Gleichzeitig verbindet diese zwei Aussagen eine Reihe von Implikationen.
Die erfassbare Realität liefert kein
vollständiges Bild eben dieser Realität. Die Welt, die wir mit unseren
Sinnen wahrnehmen oder messen können, zeigt uns nicht die ganze
Wahrheit. Ihre vermeintliche Vollständigkeit ist lediglich simuliert.

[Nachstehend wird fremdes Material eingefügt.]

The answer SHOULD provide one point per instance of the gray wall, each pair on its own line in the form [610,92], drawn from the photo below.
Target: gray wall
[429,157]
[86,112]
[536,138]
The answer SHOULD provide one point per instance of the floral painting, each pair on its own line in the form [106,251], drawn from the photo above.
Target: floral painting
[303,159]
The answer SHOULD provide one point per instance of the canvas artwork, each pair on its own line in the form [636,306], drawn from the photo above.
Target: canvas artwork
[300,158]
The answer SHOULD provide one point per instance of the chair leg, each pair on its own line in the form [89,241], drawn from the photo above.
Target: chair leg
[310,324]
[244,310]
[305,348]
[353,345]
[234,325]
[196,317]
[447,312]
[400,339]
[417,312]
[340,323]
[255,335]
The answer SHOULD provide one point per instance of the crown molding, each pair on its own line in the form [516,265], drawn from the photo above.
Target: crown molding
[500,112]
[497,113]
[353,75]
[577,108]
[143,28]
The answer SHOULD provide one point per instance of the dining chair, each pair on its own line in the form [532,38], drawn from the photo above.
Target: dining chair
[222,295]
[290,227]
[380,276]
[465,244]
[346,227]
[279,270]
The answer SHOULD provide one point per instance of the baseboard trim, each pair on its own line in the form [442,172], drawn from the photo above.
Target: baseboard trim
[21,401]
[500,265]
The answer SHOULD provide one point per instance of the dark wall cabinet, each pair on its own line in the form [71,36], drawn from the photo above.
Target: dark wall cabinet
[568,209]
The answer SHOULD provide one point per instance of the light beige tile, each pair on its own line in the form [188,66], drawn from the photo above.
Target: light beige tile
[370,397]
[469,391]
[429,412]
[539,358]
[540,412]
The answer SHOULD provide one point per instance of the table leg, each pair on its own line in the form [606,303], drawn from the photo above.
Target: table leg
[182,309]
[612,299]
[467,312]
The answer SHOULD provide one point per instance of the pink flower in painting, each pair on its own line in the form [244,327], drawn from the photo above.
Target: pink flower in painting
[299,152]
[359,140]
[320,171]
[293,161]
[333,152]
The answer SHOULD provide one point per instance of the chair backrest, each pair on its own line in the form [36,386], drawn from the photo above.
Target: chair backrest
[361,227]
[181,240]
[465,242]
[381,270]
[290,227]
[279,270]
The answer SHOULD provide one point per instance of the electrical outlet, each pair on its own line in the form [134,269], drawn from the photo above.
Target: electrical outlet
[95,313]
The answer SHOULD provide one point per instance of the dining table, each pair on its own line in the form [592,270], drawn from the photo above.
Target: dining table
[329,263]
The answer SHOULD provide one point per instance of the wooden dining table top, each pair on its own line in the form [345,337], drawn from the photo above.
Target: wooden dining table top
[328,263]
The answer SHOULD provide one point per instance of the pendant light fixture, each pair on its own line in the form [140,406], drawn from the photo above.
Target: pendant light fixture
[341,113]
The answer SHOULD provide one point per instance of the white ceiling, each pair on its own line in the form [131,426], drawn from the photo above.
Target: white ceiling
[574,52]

Jenseits des Beobachtbaren gibt es das Unbeobachtbare. Aus
kommunikationstheoretischer Perspektive betrachtet folgt eine
Kommunikation über Nick Bostroms Simulationsargument den gleichen
Mechanismen wie eine Kommunikation über die Existenz des Göttlichen. In
beiden Fällen wird über Immanenz unter dem Gesichtspunkt der
Transzendenz reflektiert, über Ebenen der Existenz, die jenseits unserer
Wahrnehmungen liegen.
Die beiden Modelle überschneiden
sich zudem hinsichtlich der Existenz eines Schöpfers und der
Selbstcharakterisierung des Menschen als dessen Geschöpf. Wir sind
unwissende Geschöpfe und vermögen nicht zu erkennen, was sich jenseits
der Grenzen unserer Wahrnehmung befindet, warum oder wofür wir
erschaffen worden sind, welche Funktion oder Sinn dieses Leben hat oder
welche Pläne unsere Schöpfer für uns haben. Dieses uns Übergeordnete
bildet die Grundlage, das Fundament unserer Existenz. Unsere Ebene wurde durch diese andere Ebene geformt.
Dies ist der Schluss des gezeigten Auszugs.